When selecting a search hit in metadata, it is automatically searched for and highlighted in Details mode, just as ordinary search hits in file contents are automatically searched for and highlighted in Preview mode.
Note that the simultaneous search in metadata does not search in additional cell text that is displayed in a different color, such as alternative filenames and file counts in the Name column.
+ Some blind spots that logical searches have in old-fashioned computer forensics software products in the several thousand dollar price range do not exist in X-Ways Forensics, as such areas on a partition can be addressed specifically, namely any transition from file slack to directly following free space, and in NTFS and exFAT also from known uninitialized (but physically allocated) tails of files to directly following free space.
Should this operation freeze on a certain file, remember the internal ID and the name of the currently processed file are displayed in the small progress indicator window. If this operation is applied to an evidence object and it crashes, X-Ways Forensics will tell you which file when you restart the program and associate it with a report table (depends on the Security Options). All that happens so that you can exclude and omit the file when trying again.

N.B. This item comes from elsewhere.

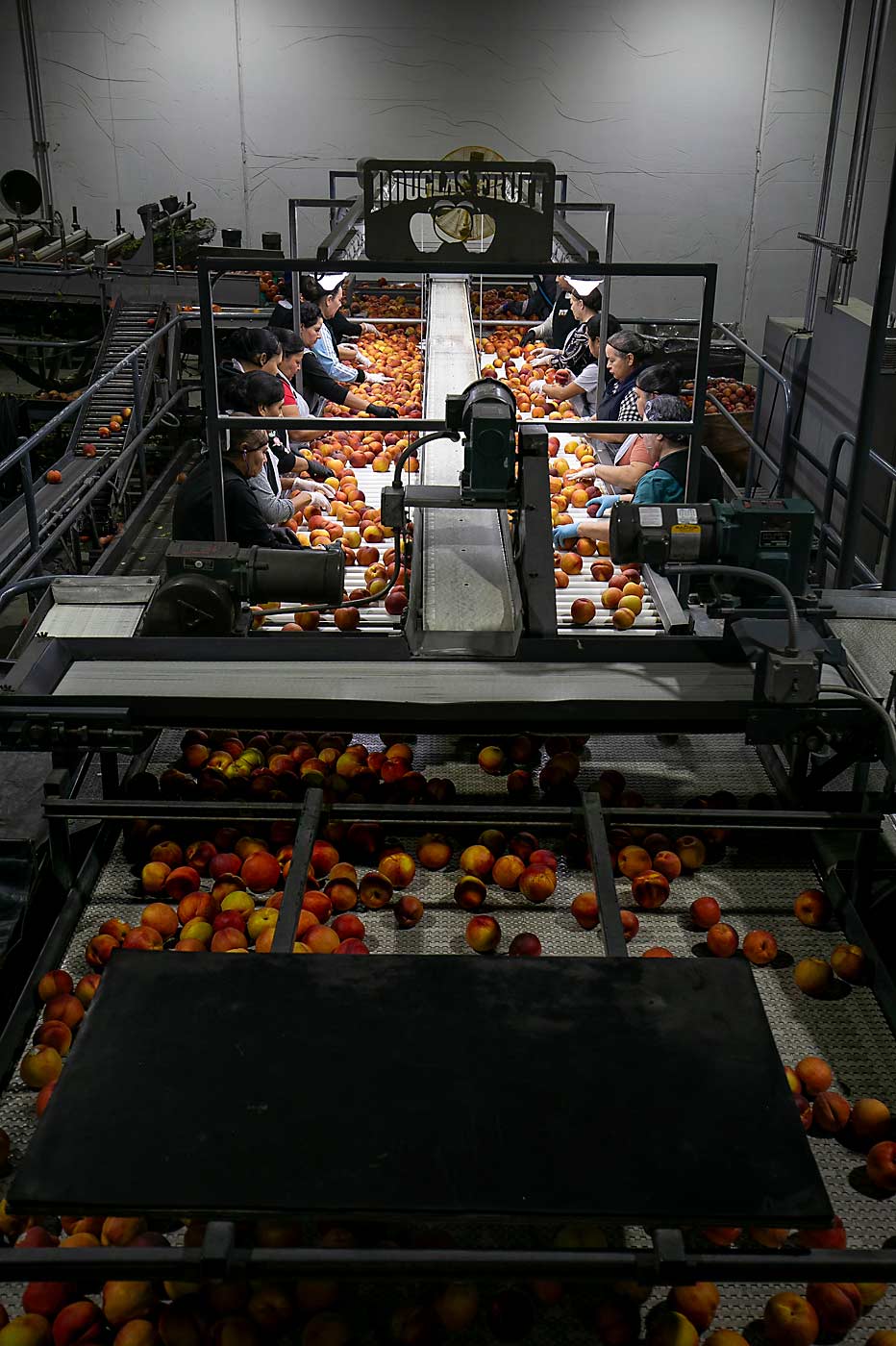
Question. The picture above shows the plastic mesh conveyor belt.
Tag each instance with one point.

A parallelization option (currently still considered experimental) allows you to better utilize multiple processor cores by employing multiple threads. It has an effect only when searching in evidence objects that are images or directories, not disks. The faster your mass storage solution performs (in terms of seek times and data transfer speed), the more time you save percentage-wise. In perfect conditions, this can more than double the speed of logical searches. If you select just no extra threads for the logical search, it will work as in X-Ways Forensics versions before 18.9. If you select 1 or more extra threads, searching is done in additional worker threads, and the main thread of the process will be idle, which means the GUI will remain highly responsive. In X-Ways Investigator up to 2 worker threads may be used, in X-Ways Forensics up to 8, depending on the number of processor cores detected.